The multiome-wf generates a modality-combined Seurat object, saved in workflow/results/combine/seurat_combined.rds. Users will need the Seurat package to open this object in R. Once imported, count matrices and dimensionality reductions for each modality are provided in the Seurat object, as shown below:

## An object of class Seurat
## 870542 features across 15600 samples within 9 assays
## Active assay: SCT (20354 features, 3000 variable features)
##  3 layers present: counts, data, scale.data
##  8 other assays present: Gene.Expression, Peaks, MACS, Gene.Activity, integrated_0_SCT, integrated_1_Peaks, integrated_2_MACS, integrated_3_Gene.Activity
##  19 dimensional reductions calculated: SCT_pca, SCT_umap, Peaks_lsi, Peaks_umap, MACS_lsi, MACS_umap, Gene.Activity_pca, Gene.Activity_umap, pca, integrated_0_pca, integrated_0_umap, integrated_1_lsi, integrated_1_umap, integrated_2_lsi, integrated_2_umap, integrated_3_pca, integrated_3_umap, wnn_0_umap, wnn_1_umap

The most straightforward way to explore this data is by utilizing the functions provided in the Seurat package. If you wish to perform downstream analyses outside of Seurat, you can extract count matrices and metadata to build the required single cell object, or simply convert to another single cell object.

Warning

The default argument setting may raise errors when calling Seurat functions due to modified names for assays and dimensionality reductions in the Seurat object. Be sure to carefully check the naming conventions in multiome-wf when assigning arguments.

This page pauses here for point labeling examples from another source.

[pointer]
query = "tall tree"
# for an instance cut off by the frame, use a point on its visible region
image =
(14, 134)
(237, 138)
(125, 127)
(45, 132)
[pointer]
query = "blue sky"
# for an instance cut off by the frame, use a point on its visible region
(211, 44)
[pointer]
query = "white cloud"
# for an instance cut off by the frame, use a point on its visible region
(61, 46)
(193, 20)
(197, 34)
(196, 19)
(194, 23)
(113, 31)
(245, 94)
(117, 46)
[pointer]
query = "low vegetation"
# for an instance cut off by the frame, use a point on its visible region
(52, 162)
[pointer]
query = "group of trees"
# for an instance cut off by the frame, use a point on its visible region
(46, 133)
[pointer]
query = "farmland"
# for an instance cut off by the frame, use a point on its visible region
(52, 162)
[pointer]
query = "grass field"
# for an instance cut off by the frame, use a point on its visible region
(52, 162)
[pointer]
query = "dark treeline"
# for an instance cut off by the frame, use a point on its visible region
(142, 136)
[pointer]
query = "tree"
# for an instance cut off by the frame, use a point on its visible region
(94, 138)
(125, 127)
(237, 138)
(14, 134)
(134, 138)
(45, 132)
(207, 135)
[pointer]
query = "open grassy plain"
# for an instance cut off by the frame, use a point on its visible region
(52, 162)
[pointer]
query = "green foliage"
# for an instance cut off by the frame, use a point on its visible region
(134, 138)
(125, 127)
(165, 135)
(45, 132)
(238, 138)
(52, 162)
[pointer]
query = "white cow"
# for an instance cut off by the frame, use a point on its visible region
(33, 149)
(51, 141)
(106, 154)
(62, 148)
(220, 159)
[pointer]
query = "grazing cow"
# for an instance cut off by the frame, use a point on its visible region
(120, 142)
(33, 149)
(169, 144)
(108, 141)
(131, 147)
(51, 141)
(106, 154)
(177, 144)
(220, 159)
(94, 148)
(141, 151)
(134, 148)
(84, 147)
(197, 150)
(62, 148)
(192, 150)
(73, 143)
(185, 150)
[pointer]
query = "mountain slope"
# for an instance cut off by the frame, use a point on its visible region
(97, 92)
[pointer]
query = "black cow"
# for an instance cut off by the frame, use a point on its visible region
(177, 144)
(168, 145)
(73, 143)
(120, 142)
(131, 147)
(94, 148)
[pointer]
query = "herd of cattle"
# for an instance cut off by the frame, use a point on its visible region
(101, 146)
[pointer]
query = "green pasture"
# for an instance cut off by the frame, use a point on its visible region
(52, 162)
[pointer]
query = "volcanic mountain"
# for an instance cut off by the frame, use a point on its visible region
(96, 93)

Additional data is provided for marker genes, called peaks, and analysis reports at each step, depending on the analysis configurations. Refer to the Overview of output files for more details.

My Multiome/ATAC-seq input organism is neither human nor mouse

The current version of multiome-wf provides two options for annotating genomic loci: using EnsDb packages in R or a user’s GTF file. Users can configure this annotation option in the ANNOTATION field. One limitation of the EnsDb option is that only the mm10 (mouse) and hg38 (human) reference genomes are available with this package.

Input from other organisms, or reads from mouse/human mapped to different reference genomes, are supported through the GTF option.

Chromosome names differ from my input in Multiome/ATAC-seq

The multiome-wf relies on the EnsDb.Mmusculus.v79 (mm10) or EnsDb.Hsapiens.v86 (hg38) annotation packages in R. If the chromosome names in your input files don’t match the conventions used in these annotation packages, it is highly recommended that you rerun the mapping process using a reference genome with a compatible release version.